Last week, I met with two successful entrepreneurs (and dear friends) who are at a cross roads with their legacy business. The business has historically generated a few million dollars in EBITDA, affording them large salaries and a coveted lifestyle. Despite this success, they, like many established businesses, have been facing the challenges of keeping pace with new technology and innovation in their industry.
Over the last three years, they have been trying to figure out how their industry’s increasing dependence on data could enable them to scale very rapidly. They have been focused on investing into a more robust technology platform to afford them greater economies of scale with additional product offerings to generate incremental revenue from their existing customer base.
For a legacy business, big or small, innovation on any level is very difficult.
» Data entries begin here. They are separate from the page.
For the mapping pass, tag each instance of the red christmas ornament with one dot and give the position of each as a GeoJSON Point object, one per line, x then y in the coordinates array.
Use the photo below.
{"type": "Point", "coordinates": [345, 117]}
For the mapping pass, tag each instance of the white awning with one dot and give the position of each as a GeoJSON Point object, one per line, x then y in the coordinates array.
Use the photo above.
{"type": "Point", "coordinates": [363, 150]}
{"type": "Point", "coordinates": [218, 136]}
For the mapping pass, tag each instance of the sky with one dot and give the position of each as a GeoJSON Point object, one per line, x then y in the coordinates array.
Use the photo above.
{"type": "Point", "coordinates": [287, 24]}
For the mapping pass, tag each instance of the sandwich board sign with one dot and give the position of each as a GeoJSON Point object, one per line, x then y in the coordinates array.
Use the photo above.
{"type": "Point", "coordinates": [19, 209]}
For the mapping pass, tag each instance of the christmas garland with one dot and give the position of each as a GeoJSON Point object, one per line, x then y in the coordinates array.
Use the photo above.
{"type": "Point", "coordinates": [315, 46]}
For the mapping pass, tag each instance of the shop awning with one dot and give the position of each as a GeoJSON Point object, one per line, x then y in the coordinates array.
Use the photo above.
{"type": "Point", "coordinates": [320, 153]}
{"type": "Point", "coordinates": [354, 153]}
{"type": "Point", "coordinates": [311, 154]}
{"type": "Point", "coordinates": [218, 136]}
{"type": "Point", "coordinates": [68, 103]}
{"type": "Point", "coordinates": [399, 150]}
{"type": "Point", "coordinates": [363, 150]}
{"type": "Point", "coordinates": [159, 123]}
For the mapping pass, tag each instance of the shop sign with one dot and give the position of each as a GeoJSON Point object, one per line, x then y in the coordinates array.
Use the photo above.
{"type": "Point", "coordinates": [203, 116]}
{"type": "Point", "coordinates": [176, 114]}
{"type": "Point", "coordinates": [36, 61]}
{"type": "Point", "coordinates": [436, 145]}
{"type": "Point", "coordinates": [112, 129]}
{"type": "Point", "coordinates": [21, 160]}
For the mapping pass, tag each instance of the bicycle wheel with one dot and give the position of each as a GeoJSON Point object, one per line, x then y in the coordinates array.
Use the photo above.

If and when management decides it is time to innovate, they need to be prepared for the greater organizational change that might very well have a negative domino effect, impacting HR, budget, revenue, and the overall health of the business. This can stress founder relationships and affect early employees that no longer fit the direction of the business. For good leaders, this is often an emotionally taxing period when loyal employees must move on for a myriad of reasons.
For these entrepreneurs and many others, they have recently been experiencing growing pains driven by a rapidly changing technology component within their business. Although they have been investing heavily to improve their product, they are still struggling to launch an innovative, new platform to meet their customer needs. This predicament is what Clayton Christensen, of Harvard Business School, dubbed in his book “The Innovator’s Dilemma.” The innovator’s dilemma is the “difficult choice an established company faces when it has to choose between holding onto an existing market by doing the same thing a bit better, or capturing new markets by embracing new technologies and adopting new business models.”
So, as an early stage investor, it should not surprise you that I have seen the most disruptive innovations come out of start-ups, not from long-standing companies. Start-ups are forced to be scrappy, creating solutions with a very tight budget with very little manpower. This leads to solutions that can be rapidly tested until the cheapest and most scalable one is found. Legacy companies and other established companies must deal with the red tape surrounding upper management, combat old and established systems, and think about tenured employees before testing even one innovative idea.
My friends are now trying to assess whether or not it is the right time to separate their new product vision into a new company and sell their legacy business. My friends have worked really hard over the last 12 years to even have this option, albeit a difficult one. This new strategy would provide them the capital to fund the new company and allow their technology team to focus only on the new platform. With sufficient capital and a tech team that already knows the industry, this new company already has a potentially higher rate of success than most. This would enable them to reach market faster, avoid distractions from legacy issues and invigorate the engineers who are fatigued from the dual responsibilities of innovation and maintenance.
So the question is, what do you think they should do?